Самой большой популярностью у стекольщиков пользуется фамилия Доценко. Его зовут «заразой» и «бисовым сыном». Доценко – бывший директор Константиновского стекольного завода. Прежде всего он потребовал за стекло отступного лесом. Лес ему дали. Тогда Доценко пожаловался, что у него нет досок и гвоздей, чтобы изготовлять ящики для стекла. Дали досок и гвоздей. Доценко подумал и заявил, что это-то все хорошо, но у него нет плотников, чтобы эти ящики сколачивать. Луганстрой сделал ящики сам и послал их Доценко. Тогда Доценко телеграфировал, что у него нет вагонов для перевозки стекла. Доставили вагоны. Видя, что эту упорную стройку ничем не проймешь, Доценко стал откровеннее и категорически заявил, что стекла он вообще не даст, а сам выезжает в центр, чтобы проверить, не подложные ли наряды подсунул ему Луганстрой. Терпение лопнуло. Доценко сняли, и сейчас же после этого Луганстрой получил первую партию стекла.
«Народы сменяли народы, лицо изменялось земли», но один человек неизменно оставался на строительстве во все времена – главный инженер Дышко.
Уже четыре года он работает без выходных дней и отпусков.

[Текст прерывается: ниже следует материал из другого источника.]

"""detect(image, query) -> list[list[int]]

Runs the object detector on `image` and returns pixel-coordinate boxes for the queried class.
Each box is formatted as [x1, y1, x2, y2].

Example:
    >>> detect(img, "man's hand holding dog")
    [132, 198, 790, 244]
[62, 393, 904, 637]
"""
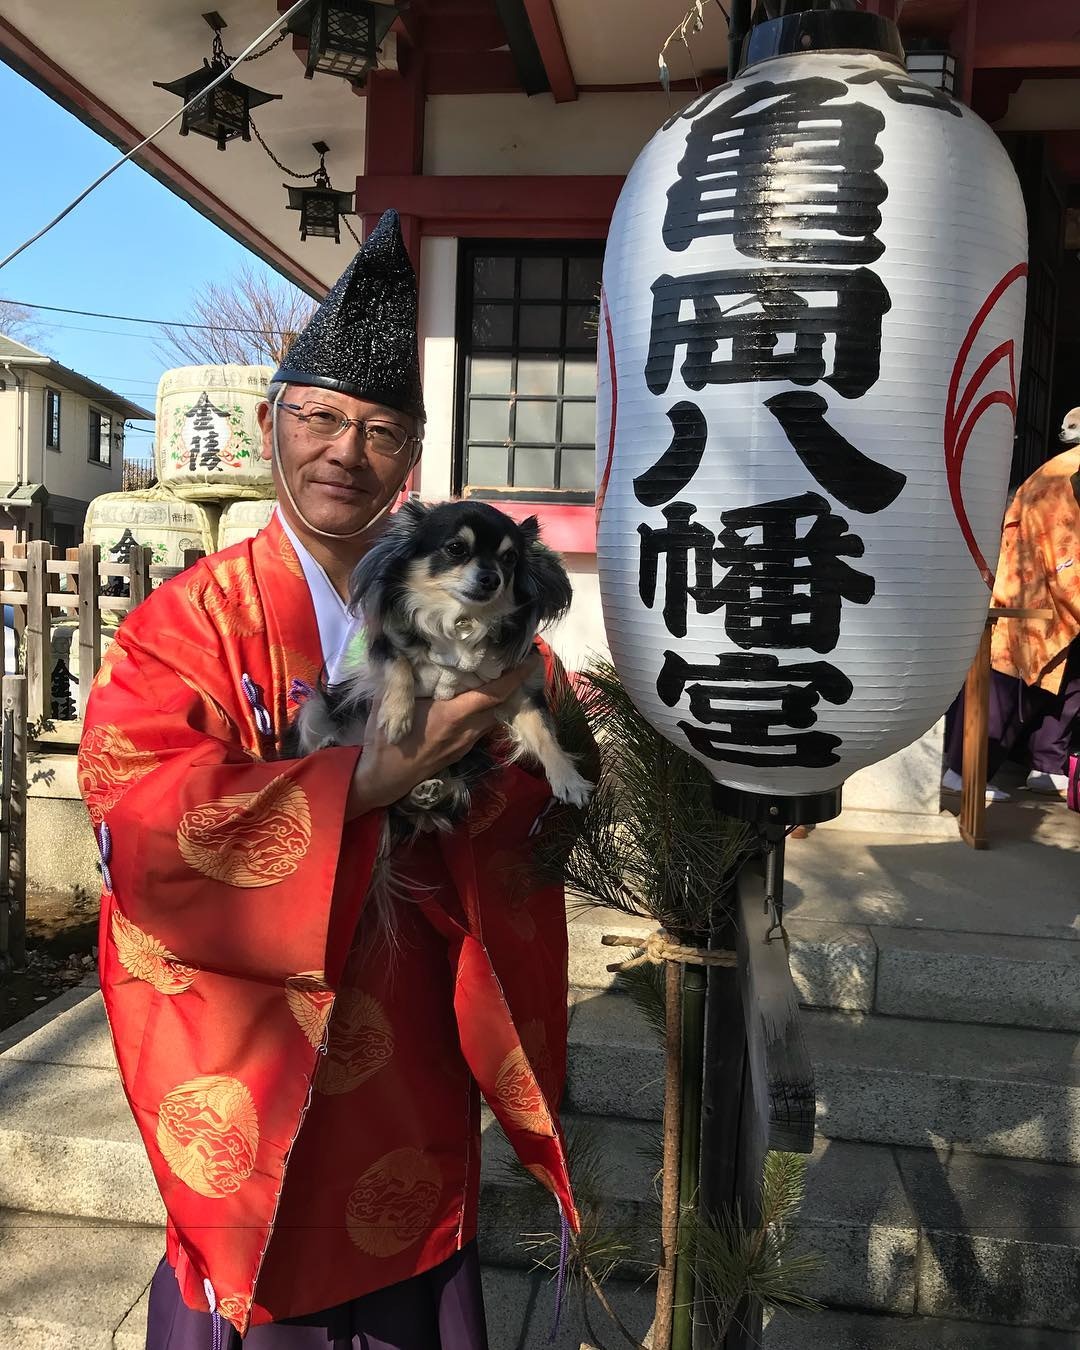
[346, 660, 536, 819]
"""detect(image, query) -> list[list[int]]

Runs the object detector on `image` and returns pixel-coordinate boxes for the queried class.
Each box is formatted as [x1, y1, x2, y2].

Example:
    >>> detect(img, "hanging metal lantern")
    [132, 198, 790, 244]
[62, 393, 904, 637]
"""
[290, 0, 400, 82]
[284, 142, 356, 243]
[904, 39, 959, 97]
[595, 8, 1028, 824]
[154, 17, 280, 151]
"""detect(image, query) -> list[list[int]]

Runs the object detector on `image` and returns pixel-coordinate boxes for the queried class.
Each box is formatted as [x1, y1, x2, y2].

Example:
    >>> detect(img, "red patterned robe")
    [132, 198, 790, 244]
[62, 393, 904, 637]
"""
[78, 514, 578, 1336]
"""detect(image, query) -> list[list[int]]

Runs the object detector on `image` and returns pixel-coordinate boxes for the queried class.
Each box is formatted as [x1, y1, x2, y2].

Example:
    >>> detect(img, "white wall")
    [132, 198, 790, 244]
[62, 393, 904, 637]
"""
[23, 371, 123, 504]
[424, 92, 670, 176]
[417, 236, 459, 501]
[544, 554, 610, 673]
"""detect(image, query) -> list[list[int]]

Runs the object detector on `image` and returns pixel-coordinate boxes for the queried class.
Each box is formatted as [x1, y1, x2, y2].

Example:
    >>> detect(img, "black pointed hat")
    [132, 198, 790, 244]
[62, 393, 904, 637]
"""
[273, 209, 425, 421]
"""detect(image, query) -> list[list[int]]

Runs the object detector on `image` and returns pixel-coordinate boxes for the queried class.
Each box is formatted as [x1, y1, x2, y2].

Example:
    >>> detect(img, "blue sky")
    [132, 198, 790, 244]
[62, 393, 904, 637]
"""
[0, 61, 295, 455]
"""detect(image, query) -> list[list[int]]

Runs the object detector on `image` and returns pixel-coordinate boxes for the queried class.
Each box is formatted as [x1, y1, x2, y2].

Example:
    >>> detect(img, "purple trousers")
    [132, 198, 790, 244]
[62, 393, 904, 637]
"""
[946, 639, 1080, 779]
[145, 1243, 488, 1350]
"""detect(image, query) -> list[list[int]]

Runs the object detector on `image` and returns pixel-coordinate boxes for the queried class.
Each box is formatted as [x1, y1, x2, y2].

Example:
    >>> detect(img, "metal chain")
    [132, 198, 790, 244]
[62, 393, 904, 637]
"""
[343, 215, 363, 246]
[240, 29, 290, 61]
[248, 116, 324, 179]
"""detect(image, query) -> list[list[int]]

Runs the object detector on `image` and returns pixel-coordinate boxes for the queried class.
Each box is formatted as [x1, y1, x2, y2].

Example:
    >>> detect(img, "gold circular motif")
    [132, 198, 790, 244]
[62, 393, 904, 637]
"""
[188, 558, 263, 636]
[494, 1046, 554, 1135]
[94, 640, 127, 689]
[285, 972, 336, 1048]
[316, 989, 394, 1094]
[156, 1075, 259, 1198]
[78, 724, 159, 826]
[467, 787, 509, 837]
[345, 1148, 442, 1257]
[215, 1295, 249, 1334]
[269, 644, 319, 696]
[526, 1163, 559, 1194]
[278, 529, 305, 578]
[177, 777, 311, 887]
[111, 910, 198, 995]
[519, 1019, 557, 1104]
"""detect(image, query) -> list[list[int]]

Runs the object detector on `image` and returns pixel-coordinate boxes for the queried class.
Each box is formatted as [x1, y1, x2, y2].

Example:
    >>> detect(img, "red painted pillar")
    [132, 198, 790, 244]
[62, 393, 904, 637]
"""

Дышко учился в Германии. Оттуда он принес навыки не только инженера, но и рабочего – токаря, плотника и литейщика. Его редко можно застать в фанерном кабинете. Он всегда на стройке, на кранах и на конструкциях, но это не значит, что Дышко занимается бригадирством. Это инженер широкого размаха, знающий не только свою специальность – механику, но и строительное дело и электрику. В любую минуту он заменит проектантов. Под его руководством за две ночи был запроектирован технологический процесс в арматурно-связевом цехе. Над этим технологическим процессом проектанты Мосгипромаша сидели в Луганске несколько месяцев и ничего не сделали.
Увидев брошенный в грязь болт, Дышко приходит в ярость. Дышко «странный» человек. Он радуется внезапным общественным нагрузкам и относится к ним с тем же спокойным напором, как и к чисто производственной работе, и со всем тем он находит время, чтобы иллюстрировать специфические свойства любого из знакомых ему наизусть работников строительства неожиданным и метким анекдотом или, взяв рычаг у машиниста, показать ему, как надо владеть машиной.
Луганчане – народ говорливый, приветливый и особенный. Особенности в том, что они удачно соединяют простодушие и большие запасы насмешливости с органическим чувством производства, воспитанным из поколения в поколение на луганских заводах, впервые возникших еще в конце XVIII века.
Кстати о говорливости. Не потому ли из Луганска и вышел Даль, проживший здесь детство, что язык не только рабочих, но и простых обитателей этого богатого степного города блещет неожиданностями, юмором и меткостью.
На Луганстрое явственно существует как бы разлитое в воздухе чувство молодости. Много юных лиц, много юных глаз, много молодежи спокойной, уверенной в себе и приветливой той приветливостью, которую дает высокая культура.
Но и старики не сдаются. Был такой случай со старым рабочим-луганчанином. К годовщине пятнадцатого Октября завод ОЭР посылал в Москву новый паровоз. Кажется, не было рабочего, который бы не подошел к паровозу и не вытер паклей какое-нибудь масляное пятнышко на лакированной обшивке. В пути у паровоза начали греться подшипники. А становиться на легкий ремонт было невозможно, – это грозило опозданием.